Shifting from individual ownership to team code ownership may require multiple, complementary practices to actively remove knowledge silos. In this case, daily pair rotation helped combat knowledge silos. Moreover, for developers with strong individual ownership tendencies, sharing ownership first with a small group where trust and communication build quickly may help.

See: Practice and Perception of Team Code Ownership

Q: Why Test Driven Development?

Test Driven Development (TDD) is a crucial engineering practice. Review the article, Test Driven Development as part of the Fundamentals of Modern Application Development learning path.

Q: Why Refactor?

Refactoring is a crucial engineering practice. In Why TDD?, Matthew Parker elaborates why you shouldn’t be afraid of refactoring, and how refactoring on how TDD and refactoring are related.

Q: What is a User Story?

A user story, or story, is the primary unit of currency in an Agile backlog. It is a narrative description of a single task or activity being performed by a user of a system. A user story represents the smallest piece of incremental value that you can deliver into the hands of a user.

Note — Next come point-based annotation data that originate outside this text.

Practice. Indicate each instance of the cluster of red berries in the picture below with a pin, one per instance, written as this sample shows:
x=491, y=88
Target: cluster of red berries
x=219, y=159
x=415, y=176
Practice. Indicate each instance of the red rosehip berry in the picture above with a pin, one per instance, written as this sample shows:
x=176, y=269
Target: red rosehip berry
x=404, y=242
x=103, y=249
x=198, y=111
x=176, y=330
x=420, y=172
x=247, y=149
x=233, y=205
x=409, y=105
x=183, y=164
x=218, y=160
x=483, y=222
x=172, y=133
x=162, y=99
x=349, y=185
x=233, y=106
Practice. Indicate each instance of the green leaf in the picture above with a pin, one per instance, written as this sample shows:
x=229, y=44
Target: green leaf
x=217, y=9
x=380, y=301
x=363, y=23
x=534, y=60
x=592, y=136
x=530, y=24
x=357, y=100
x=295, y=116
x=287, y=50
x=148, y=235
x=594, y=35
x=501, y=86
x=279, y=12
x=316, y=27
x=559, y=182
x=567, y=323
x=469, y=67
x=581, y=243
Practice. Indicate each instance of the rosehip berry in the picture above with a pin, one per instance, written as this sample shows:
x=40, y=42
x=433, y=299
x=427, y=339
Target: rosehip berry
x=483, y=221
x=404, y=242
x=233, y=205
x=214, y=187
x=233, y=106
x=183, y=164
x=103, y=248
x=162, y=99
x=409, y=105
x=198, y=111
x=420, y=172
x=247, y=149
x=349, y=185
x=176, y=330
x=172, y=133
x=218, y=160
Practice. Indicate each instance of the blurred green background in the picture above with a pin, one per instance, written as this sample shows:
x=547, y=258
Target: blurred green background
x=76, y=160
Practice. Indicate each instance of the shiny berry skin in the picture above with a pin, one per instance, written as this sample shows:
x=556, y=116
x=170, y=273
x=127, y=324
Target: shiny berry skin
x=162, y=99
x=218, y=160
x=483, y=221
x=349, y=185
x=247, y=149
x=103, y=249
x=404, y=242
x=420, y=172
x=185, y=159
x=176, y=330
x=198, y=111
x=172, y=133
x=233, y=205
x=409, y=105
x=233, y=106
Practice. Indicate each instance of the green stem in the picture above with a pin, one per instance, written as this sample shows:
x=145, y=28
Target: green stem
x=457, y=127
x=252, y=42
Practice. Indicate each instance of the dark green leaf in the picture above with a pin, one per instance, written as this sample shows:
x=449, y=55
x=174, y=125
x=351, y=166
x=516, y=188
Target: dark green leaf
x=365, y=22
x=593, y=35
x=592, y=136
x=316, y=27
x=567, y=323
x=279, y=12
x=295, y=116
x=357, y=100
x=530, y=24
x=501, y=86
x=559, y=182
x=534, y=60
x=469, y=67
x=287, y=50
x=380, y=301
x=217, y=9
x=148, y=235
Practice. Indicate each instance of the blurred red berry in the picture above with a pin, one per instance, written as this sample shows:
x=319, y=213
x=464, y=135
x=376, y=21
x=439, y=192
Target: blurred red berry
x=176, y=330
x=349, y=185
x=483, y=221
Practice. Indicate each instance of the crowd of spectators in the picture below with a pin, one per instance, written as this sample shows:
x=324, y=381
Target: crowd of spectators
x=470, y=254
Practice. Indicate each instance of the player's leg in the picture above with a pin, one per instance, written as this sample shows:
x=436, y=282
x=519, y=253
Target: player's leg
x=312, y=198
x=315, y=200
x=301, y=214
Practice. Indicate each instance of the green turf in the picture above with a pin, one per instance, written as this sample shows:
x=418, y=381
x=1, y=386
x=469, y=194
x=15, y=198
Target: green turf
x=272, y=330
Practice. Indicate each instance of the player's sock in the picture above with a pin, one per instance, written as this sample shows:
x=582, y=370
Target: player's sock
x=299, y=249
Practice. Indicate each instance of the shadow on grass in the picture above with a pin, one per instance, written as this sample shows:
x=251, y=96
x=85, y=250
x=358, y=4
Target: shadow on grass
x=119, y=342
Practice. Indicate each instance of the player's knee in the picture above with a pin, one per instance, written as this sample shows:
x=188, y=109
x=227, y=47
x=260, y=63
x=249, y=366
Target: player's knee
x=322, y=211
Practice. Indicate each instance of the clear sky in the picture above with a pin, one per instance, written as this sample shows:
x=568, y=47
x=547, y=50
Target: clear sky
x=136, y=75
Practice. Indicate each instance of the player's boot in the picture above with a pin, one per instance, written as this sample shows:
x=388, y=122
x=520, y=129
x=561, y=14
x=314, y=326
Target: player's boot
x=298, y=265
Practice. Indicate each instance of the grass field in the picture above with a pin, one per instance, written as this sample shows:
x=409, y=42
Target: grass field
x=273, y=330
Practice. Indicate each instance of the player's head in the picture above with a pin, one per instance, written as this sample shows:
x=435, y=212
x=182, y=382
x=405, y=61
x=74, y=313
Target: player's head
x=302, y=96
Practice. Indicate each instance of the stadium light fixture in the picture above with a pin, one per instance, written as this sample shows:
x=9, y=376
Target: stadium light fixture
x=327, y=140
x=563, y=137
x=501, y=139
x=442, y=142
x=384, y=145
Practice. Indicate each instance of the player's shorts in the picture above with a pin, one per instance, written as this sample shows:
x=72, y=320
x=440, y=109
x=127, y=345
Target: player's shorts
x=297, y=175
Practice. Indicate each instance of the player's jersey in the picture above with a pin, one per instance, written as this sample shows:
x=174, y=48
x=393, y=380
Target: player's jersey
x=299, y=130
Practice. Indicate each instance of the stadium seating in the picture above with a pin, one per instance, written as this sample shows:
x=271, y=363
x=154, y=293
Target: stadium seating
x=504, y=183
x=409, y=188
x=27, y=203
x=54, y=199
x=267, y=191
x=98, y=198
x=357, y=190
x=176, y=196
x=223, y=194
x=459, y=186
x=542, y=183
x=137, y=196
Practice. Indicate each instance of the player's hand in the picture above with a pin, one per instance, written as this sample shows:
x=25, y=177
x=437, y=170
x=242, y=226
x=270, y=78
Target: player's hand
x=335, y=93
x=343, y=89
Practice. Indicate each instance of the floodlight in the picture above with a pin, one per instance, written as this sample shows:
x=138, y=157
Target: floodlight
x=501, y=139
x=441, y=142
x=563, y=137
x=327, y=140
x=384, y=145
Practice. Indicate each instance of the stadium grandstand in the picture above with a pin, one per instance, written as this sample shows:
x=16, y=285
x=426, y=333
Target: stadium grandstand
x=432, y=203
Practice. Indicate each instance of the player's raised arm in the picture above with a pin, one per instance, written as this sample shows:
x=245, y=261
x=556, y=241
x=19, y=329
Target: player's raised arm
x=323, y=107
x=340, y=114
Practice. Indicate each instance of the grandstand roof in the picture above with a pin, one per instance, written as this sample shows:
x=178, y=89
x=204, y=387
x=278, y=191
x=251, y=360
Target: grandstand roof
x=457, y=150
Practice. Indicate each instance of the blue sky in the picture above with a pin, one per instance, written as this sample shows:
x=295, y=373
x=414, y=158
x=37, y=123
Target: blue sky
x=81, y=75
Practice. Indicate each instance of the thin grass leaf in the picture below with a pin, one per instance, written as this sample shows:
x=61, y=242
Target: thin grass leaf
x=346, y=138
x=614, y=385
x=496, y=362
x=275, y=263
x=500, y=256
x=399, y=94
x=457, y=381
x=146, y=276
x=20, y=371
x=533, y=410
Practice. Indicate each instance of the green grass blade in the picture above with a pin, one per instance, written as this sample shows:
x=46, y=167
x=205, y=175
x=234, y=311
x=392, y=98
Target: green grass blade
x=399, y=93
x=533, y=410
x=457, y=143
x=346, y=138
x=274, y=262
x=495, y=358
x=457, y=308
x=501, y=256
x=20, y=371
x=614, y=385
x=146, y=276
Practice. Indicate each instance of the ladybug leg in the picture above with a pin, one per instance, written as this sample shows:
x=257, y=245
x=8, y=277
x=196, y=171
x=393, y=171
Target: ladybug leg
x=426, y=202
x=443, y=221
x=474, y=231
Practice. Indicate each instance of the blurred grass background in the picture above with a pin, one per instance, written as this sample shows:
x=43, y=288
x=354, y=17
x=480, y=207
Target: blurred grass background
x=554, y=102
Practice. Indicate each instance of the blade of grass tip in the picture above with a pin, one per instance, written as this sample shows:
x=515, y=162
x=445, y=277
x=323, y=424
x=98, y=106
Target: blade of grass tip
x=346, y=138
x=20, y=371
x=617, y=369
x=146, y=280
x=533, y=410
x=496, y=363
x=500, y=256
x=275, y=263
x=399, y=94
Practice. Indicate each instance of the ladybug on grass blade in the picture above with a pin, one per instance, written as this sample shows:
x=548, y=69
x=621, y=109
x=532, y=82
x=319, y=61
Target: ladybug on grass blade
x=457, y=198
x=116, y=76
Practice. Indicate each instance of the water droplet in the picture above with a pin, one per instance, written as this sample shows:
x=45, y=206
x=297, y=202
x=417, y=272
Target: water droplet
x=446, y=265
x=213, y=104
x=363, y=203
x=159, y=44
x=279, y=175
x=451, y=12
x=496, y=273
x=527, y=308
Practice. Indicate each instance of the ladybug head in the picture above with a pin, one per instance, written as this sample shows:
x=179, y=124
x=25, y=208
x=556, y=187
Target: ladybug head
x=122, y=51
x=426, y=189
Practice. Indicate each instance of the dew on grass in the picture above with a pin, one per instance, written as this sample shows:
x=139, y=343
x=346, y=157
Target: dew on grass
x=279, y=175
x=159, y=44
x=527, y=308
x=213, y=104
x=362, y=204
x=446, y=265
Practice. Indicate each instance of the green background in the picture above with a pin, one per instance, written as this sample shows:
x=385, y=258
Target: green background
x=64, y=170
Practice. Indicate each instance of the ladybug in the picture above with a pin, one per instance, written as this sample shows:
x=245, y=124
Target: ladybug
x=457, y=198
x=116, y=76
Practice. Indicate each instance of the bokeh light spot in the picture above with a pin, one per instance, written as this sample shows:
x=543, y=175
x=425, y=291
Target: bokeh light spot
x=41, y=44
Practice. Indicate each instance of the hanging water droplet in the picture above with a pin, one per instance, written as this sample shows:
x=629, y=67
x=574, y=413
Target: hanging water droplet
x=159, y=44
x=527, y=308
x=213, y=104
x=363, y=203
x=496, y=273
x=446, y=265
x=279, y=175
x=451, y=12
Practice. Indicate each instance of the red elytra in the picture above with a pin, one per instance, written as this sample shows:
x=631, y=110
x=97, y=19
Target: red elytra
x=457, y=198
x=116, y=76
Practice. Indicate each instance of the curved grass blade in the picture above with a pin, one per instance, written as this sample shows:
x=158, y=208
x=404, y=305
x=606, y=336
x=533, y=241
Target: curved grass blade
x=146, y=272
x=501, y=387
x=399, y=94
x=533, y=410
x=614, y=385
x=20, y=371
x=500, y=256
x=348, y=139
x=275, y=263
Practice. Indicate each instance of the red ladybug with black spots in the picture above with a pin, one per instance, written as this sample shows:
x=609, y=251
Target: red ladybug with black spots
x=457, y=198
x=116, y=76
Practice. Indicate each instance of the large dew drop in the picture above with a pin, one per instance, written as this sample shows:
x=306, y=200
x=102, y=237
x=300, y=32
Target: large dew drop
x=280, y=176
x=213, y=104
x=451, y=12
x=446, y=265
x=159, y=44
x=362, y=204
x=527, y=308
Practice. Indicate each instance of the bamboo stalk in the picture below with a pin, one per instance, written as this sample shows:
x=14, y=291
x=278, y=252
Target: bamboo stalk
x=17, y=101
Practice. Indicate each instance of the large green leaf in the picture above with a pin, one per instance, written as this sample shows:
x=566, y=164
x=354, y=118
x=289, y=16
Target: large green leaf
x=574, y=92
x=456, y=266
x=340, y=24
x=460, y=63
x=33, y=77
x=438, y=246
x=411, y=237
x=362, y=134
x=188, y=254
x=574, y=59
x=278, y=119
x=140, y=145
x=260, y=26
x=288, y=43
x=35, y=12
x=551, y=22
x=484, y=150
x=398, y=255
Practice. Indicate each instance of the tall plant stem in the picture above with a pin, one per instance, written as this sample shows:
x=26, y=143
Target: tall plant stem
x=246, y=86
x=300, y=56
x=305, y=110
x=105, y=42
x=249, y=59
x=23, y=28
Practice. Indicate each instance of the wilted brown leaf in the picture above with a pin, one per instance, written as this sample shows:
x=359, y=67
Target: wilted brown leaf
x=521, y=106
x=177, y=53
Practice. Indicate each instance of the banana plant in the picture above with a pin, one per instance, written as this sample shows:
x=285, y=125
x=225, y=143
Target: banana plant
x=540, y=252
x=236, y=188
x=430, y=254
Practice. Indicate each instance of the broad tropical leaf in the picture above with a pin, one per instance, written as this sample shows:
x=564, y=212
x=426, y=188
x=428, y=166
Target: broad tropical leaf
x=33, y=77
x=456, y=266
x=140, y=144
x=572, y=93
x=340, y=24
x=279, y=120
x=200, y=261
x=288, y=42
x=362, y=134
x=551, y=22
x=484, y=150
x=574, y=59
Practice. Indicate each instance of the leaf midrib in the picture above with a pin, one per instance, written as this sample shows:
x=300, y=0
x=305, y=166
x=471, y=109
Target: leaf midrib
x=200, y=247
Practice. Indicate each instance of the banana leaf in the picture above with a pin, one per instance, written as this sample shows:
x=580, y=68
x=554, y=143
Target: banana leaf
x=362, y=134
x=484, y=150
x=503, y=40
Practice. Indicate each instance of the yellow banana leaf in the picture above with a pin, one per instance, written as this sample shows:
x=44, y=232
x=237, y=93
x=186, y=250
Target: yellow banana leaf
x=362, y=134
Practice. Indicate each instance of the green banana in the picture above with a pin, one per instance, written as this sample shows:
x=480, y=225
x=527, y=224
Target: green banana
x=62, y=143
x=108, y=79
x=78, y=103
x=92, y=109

Stories focus all software implementation work on delivering real value to real people as early and often as possible. This leads to a lot of questions, beginning with, “How big should a story be?”. To know the answer, shorten the story. Does the shortened story still provide real value to the user? If you can make the story smaller and still deliver real value to the customer, then your story is too big.

Conversely, “Is it possible for a story to be too small?”. To answer the question, ask yourself, “If I complete this story, will it provide real value to our users?” If the answer is no, then your story is too small.

For example, suppose your story is about authentication:

A User can sign in, and sign out, and recover their password, and change their password, and recover their username

Your team collaborates, “How do we make this story smaller and still deliver value to the user?”

Together, everyone decides to make smaller stories about authentication. So, now instead of having one large story, you have several smaller ones, including the following:

  • A User can sign in
  • A User can sign out
  • A User can recover their password
  • A User can change their password
  • A User can recover their username

Tip: If a user story contains an “and”, try splitting the story at that point and evaluate whether the two (or more) stories provide value on their own.

However, the team goes too far in making smaller stories out of bigger ones. They decide to break down User can sign in into the following teeny-tiny stories:

  • A User can view the Username field on the Sign In form
  • A User can view the Password field on the Sign In form
  • A User can view the ‘Sign In’ button on the Sign In form
  • A User can view the entire Sign In form
  • A User can sign-in using the Sign In form
  • A User can breathe in
  • A User can breathe out…

Your team collaborates, “If we complete the two or three stories, is the Sign In form going to provide real value to our users?” The answer is no! Delivering a sign-in form to production that doesn’t work does is not going to help your users. If anything, it’s more likely to frustrate them, or put the product into an unreleasable state. In this case, User can sign in was an appropriately-sized story.

Q: Which Story Comes First?

There’s no right answer here, but there’s a few wrong answers to discuss.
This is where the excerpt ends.